From the beginning, we are considering only replacing the Federal income tax, not the payroll and income tax, as proposed by the FairTax. The “Extended Base” excludes educational services, which I have not heard of from FairTax advocates. The Treasury calculates a 22% “exclusive” rate, which is an 18% “inclusive” rate. This is higher than the 20% rate calculated by FairTax advocates to cover the replacement of both the payroll tax and income tax, assuming no prebate. Perhaps the FairTax advocates’ calculations were wrong. If so, show me.

Lower- and middle-income families would be especially hard hit by a stand alone retail sales tax. For example, the Treasury Department estimates that a hypothetical single mother with one child making $20,000 per year currently pays $723 in total federal taxes (including both the employee and employer shares of the Social Security and Medicare taxes). Under the stand-alone retail sales tax, her tax bill would go up to $6,186 – a tax increase of over 750 percent. (p. 211)

Since we just calculated an “inclusive” rate of 18%, I’m wondering how they got $20,000*18%=$6,186, which is not the same as $3,600.

To this we can include a “cash grant” (“prebate”):

How would the cash grant program work? The federal government would be required to send monthly checks to every family in America, regardless of their income level. If the tax rate was 34 percent and the before-tax poverty level for an individual was $10,000, all single individuals would receive $3,400 a year from the government. The cash grant would also be adjusted for marital status and family size. For married couples with two children, the cash grant amount in 2006 would be $6,694 per year. (p. 212)

Now we are fluffing up the “prebate” from $2,256/adult/year, under the FairTax proposal for 2005, up to $3,400, using some rather dubious math (apparently confusing “inclusive” and “exclusive” rates).

It goes on from there, in a similar manner.
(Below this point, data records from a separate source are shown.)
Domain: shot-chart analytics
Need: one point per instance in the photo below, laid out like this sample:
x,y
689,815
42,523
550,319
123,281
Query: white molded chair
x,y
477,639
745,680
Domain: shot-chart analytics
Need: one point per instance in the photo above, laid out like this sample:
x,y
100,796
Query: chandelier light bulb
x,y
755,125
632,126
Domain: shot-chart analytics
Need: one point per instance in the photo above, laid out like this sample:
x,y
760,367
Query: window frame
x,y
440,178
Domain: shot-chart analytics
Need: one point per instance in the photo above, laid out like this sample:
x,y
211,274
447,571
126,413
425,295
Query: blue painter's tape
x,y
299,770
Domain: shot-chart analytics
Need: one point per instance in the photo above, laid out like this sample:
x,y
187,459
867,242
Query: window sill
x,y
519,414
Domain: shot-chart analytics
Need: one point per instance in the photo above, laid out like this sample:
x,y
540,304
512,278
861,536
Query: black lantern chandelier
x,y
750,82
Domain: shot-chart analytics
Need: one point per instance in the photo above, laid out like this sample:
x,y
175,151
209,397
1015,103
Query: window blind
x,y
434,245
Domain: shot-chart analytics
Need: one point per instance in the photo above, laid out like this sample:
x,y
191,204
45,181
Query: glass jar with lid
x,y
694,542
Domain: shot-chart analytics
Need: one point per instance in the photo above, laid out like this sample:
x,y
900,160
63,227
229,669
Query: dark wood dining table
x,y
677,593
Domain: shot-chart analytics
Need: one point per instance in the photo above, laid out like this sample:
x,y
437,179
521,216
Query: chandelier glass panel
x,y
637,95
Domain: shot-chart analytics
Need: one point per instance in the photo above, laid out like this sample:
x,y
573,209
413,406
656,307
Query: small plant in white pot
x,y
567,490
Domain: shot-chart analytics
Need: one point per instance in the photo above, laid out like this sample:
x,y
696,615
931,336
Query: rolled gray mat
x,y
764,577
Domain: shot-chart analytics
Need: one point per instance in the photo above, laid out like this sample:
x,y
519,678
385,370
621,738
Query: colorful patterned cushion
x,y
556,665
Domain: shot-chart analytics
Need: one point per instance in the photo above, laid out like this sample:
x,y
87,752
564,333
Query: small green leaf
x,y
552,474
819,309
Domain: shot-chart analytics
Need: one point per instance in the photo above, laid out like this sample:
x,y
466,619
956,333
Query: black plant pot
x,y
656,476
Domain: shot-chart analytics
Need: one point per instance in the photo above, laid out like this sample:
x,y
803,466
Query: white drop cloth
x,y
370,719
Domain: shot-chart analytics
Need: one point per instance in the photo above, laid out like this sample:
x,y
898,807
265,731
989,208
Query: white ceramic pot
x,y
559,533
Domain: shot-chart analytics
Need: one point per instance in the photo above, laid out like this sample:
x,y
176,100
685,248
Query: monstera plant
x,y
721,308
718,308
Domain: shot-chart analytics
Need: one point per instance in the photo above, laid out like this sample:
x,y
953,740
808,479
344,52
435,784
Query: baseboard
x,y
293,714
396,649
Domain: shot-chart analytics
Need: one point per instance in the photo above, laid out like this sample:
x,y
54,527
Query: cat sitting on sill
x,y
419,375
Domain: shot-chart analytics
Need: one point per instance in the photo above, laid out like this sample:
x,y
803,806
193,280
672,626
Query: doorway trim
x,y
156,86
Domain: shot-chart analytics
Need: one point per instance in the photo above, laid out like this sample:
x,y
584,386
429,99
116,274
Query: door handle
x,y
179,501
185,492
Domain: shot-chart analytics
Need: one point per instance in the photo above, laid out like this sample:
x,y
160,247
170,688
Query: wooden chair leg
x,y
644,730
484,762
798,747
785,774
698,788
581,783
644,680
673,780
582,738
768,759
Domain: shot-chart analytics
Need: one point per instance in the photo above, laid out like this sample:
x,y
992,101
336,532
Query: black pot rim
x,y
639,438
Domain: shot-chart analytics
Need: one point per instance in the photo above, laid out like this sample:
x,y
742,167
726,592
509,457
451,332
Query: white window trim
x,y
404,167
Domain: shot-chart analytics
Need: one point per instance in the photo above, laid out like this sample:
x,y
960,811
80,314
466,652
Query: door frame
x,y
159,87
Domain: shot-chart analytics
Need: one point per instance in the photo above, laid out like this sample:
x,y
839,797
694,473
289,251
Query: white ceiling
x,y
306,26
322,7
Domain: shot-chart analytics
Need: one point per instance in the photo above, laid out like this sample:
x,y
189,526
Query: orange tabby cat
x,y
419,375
The FairTax proposal is, unquestionably, a bigger change from the present status quo than Flat Tax proposals which mostly just upgrade existing institutions. Thus, there is a lot of fear that somehow it “wouldn’t work,” especially regarding tax evasion. This has some basis, since I think tax evasion might be high if these very high sales taxes were imposed in addition to existing income and sales taxes, which seems to be a sort of unconscious assumption. However, I think that evasion would be much lower if these sales taxes were imposed while other taxes were also eliminated. The “prebate” proposal is also complicated for a number of reasons, and untried proposals make people nervous. So, this all amounts to not much more than “I’m nervous.” But, you can’t make big changes without making big changes. How is incrementalism working for you hmmmm?

In general, good policy tends to produce good outcomes, and although the FairTax proposal may have some notions that turn out to be flawed, in general it is so much better for business than the present status quo that the outcome, one way or another, would probably be pretty good. This might seem exceedingly vague, and yet, I find that the actual outcomes of history are so divergent from what one might “rationally” expect that these sort of vague notions turn out to be the most accurate. Bulgaria reduced its payroll tax by ten percentage points, and the result was not only that tax revenues increased (along with an expanding economy), but they actually increased as a percentage of GDP. How is that even possible? And yet, it happens again and again and again.